We recognize that, as the medical staff treated and tested Dobbey in various
ways to try to pinpoint the cause of his pain, they overlooked an additional, known test
for H. pylori that might have yielded some benefit. But that omission amounts to at most
negligence because prison doctors who try reasonable, though imperfect, approaches to
address an inmate’s symptoms, and eventually resolve the symptoms, do not violate
the Eighth Amendment by omitting a different, possibly better approach. See Proctor v.

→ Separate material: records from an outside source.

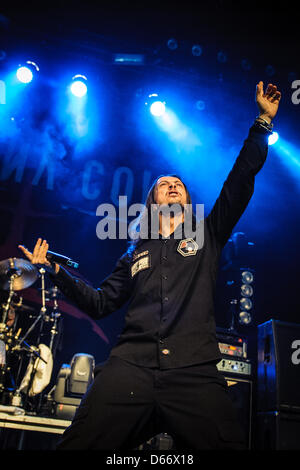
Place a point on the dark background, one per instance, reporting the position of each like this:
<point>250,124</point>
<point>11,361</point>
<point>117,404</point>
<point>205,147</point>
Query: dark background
<point>65,38</point>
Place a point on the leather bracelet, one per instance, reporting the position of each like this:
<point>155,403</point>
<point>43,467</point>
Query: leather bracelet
<point>264,125</point>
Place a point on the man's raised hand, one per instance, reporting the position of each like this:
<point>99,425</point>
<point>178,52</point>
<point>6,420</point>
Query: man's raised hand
<point>267,101</point>
<point>38,256</point>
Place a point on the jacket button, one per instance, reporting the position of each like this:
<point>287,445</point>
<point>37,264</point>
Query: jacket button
<point>166,352</point>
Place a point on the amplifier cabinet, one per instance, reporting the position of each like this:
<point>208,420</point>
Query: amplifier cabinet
<point>240,391</point>
<point>277,430</point>
<point>278,368</point>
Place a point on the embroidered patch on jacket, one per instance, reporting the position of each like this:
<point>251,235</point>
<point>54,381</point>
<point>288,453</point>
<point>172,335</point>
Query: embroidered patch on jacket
<point>140,265</point>
<point>139,255</point>
<point>187,247</point>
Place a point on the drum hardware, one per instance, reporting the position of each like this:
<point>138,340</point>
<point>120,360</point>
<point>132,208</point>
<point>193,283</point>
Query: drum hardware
<point>17,274</point>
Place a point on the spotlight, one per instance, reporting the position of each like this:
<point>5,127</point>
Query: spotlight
<point>246,290</point>
<point>157,107</point>
<point>247,277</point>
<point>196,50</point>
<point>222,57</point>
<point>272,139</point>
<point>172,44</point>
<point>245,303</point>
<point>78,87</point>
<point>245,318</point>
<point>25,72</point>
<point>200,105</point>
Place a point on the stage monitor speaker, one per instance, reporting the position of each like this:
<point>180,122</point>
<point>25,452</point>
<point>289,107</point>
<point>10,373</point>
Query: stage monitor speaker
<point>278,368</point>
<point>277,430</point>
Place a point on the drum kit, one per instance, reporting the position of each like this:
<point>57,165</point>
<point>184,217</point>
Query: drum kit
<point>16,389</point>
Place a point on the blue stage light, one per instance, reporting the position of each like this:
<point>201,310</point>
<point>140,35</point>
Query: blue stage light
<point>78,87</point>
<point>24,74</point>
<point>157,108</point>
<point>273,138</point>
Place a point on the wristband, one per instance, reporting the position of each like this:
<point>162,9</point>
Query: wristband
<point>264,125</point>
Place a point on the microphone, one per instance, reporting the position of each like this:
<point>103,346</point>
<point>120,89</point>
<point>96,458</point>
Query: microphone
<point>61,259</point>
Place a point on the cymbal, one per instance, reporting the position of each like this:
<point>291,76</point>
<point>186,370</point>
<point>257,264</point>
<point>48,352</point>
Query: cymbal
<point>21,306</point>
<point>24,273</point>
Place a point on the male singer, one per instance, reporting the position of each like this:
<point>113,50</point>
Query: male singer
<point>161,376</point>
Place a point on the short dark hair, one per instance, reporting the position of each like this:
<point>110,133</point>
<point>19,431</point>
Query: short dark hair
<point>150,200</point>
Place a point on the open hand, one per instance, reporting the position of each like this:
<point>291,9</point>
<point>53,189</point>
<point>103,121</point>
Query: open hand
<point>38,256</point>
<point>267,102</point>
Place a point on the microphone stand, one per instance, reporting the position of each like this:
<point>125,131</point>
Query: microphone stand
<point>30,348</point>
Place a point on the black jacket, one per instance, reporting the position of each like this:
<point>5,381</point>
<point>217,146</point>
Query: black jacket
<point>170,318</point>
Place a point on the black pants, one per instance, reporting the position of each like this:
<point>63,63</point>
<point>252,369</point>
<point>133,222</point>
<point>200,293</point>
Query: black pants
<point>127,405</point>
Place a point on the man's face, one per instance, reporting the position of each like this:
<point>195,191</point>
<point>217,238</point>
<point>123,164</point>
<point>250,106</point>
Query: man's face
<point>170,190</point>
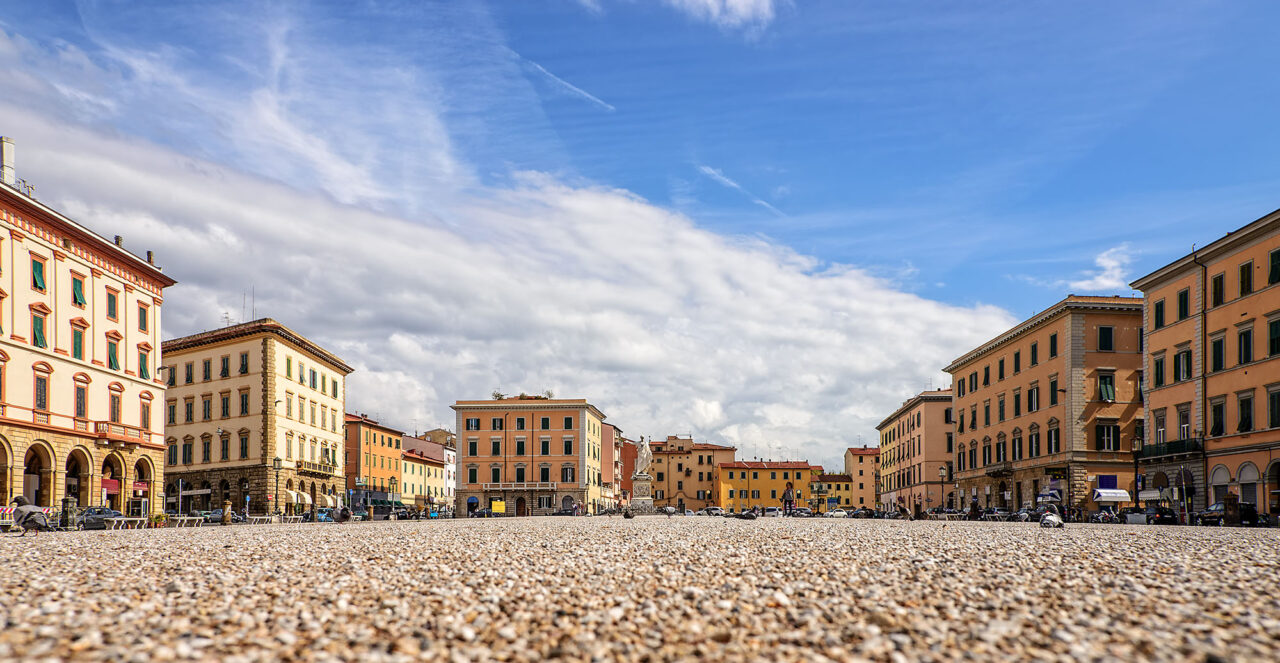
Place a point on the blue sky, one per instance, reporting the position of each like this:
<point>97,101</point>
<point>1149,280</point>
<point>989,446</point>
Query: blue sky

Sood, 863 F.3d 563, 567–68 (7th Cir. 2017) (affirming entry of summary judgment for
prison’s doctors who, despite failing to order colonoscopy or endoscopy to diagnose
inmate’s abdominal pain, reasonably investigated inmate’s pain in other ways); Norfleet
v. Webster, 439 F.3d 392, 396 (7th Cir. 2006) (reversing district court’s refusal to enter
judgment in favor of prison doctor where, despite a possibly superior alternative
treatment, doctor’s treatment of inmate was reasonable). Therefore the medical
defendants were entitled to summary judgment.

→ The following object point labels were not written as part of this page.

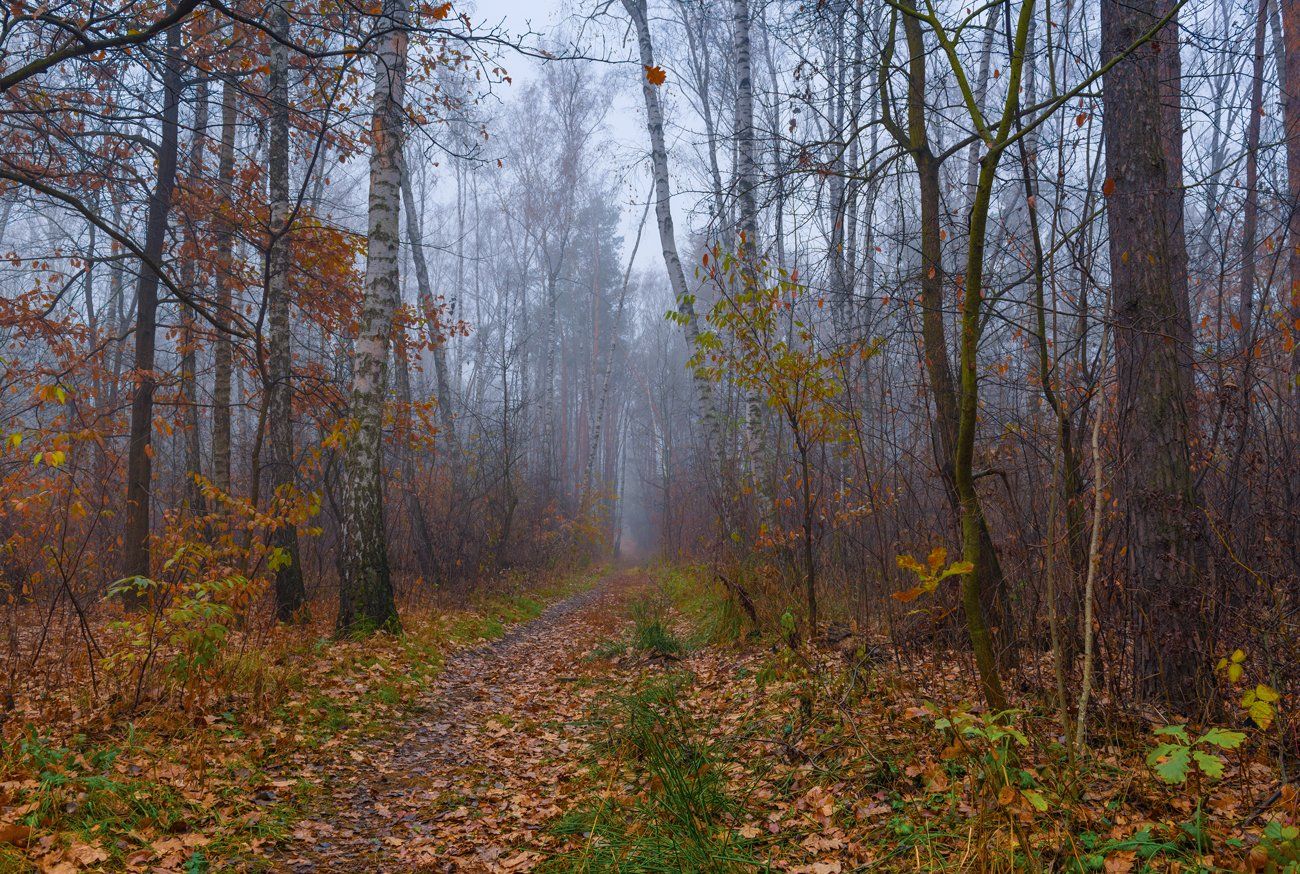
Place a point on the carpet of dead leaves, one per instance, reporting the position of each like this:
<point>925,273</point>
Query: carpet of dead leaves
<point>471,782</point>
<point>832,754</point>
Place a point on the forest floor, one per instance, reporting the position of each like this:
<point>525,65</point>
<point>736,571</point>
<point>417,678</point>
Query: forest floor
<point>635,725</point>
<point>486,758</point>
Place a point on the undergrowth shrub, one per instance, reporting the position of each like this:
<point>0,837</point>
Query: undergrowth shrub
<point>675,813</point>
<point>650,631</point>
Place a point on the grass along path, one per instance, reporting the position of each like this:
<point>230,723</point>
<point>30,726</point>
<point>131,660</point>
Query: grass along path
<point>489,758</point>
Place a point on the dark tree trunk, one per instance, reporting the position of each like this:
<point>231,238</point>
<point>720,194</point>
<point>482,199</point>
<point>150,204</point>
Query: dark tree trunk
<point>1153,350</point>
<point>139,463</point>
<point>365,583</point>
<point>290,591</point>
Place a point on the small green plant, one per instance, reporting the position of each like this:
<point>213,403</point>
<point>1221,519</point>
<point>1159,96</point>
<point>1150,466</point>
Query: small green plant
<point>1181,758</point>
<point>675,809</point>
<point>991,741</point>
<point>650,632</point>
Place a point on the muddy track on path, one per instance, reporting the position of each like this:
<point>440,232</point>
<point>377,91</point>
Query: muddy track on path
<point>468,781</point>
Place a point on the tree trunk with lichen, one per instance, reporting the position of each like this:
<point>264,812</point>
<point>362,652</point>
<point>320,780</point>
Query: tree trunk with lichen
<point>290,591</point>
<point>365,585</point>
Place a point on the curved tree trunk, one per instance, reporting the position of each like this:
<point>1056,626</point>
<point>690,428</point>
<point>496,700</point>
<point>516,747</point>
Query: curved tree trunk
<point>365,584</point>
<point>1153,349</point>
<point>139,463</point>
<point>290,592</point>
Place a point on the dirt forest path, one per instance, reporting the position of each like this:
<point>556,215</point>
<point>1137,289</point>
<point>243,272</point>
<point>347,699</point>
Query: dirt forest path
<point>471,779</point>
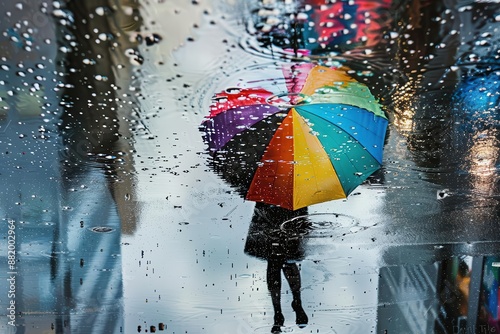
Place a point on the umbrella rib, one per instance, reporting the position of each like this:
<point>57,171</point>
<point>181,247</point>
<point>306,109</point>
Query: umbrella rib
<point>352,120</point>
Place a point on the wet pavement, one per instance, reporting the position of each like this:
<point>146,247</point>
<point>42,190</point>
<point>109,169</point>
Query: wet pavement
<point>114,222</point>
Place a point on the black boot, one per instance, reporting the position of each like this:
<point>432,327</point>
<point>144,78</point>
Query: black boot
<point>301,318</point>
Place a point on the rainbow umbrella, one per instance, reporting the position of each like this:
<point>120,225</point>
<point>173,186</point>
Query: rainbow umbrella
<point>314,143</point>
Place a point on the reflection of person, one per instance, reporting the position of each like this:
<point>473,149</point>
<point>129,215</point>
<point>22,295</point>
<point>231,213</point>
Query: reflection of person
<point>266,240</point>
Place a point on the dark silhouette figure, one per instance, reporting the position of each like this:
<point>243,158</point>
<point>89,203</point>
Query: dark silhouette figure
<point>281,247</point>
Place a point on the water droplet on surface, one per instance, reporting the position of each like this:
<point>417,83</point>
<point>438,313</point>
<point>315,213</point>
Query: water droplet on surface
<point>102,229</point>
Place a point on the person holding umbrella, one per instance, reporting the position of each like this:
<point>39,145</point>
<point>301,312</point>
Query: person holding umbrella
<point>281,249</point>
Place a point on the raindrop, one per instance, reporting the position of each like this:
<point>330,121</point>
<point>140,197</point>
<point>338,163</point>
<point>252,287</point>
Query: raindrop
<point>102,229</point>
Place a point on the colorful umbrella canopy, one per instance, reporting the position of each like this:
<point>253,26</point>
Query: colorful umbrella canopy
<point>314,143</point>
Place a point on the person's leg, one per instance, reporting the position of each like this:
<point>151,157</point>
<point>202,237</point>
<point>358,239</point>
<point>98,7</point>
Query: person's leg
<point>274,286</point>
<point>292,275</point>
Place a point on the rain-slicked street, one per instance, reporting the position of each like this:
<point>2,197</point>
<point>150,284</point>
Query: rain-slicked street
<point>115,217</point>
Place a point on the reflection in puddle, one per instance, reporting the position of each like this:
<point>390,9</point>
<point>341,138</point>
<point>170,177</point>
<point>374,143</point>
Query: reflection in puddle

The nonmedical defendants also properly received summary judgment. Prison
officials are “entitled to defer to the judgment of jail health professionals so long as they
No. 16-1159 Page 6
did not ignore the prisoner.” King v. Kramer, 680 F.3d 1013, 1018 (7th Cir. 2012) (internal
quotation marks and brackets omitted). With the extensive treatment Dobbey received
from the medical unit, nonmedical prison officials had no reason to suspect that Dobbey
was receiving deficient care.
Dobbey also raises two procedural arguments, both unavailing. First he contends
that the magistrate judge erred in denying some of his discovery motions. But “[t]rial
courts retain broad discretion to limit and manage discovery under Rule 26 of the civil
rules,” and to decide whether to impose sanctions. Geiger v. Aetna Life Ins. Co., 845 F.3d
357, 365 (7th Cir. 2017) (internal alterations and quotation marks omitted). Dobbey was
able to obtain sufficient information to prosecute his case and the defendants
reasonably explained their objections and delays. Under these circumstances, we will
not second-guess the magistrate judge’s ruling. See Chatham v. Davis, 839 F.3d 679, 686–
87 (7th Cir. 2016).
Dobbey also contends that the district court unreasonably denied his requests for
counsel. See Pruitt v. Mote, 503 F.3d 647, 654 (7th Cir. 2007) (en banc). But the district
court reasonably denied Dobbey’s first two motions because Dobbey, a frequent
litigator, did not assert that he had any disabilities that precluded him from litigating
the case, and the legal issues that he raised did not exceed his skills. The court denied
Dobbey’s third request because Dobbey had effectively prosecuted his case up to that
point. Those rationales fall within the bounds of the district court’s discretion. See id.
at 654–56. Dobbey replies that he was prejudiced without an attorney because without
one he could not obtain an expert medical witness. But an expert would have to opine
that the medical staff’s persistent, though imperfect, attempts to resolve Dobbey’s pain
were so reckless that they approached intentional wrongdoing, see Arnett, 658 F.3d
at 751. The record in this case would make finding such an expert unlikely.
We AFFIRM the district court’s entry of summary judgment.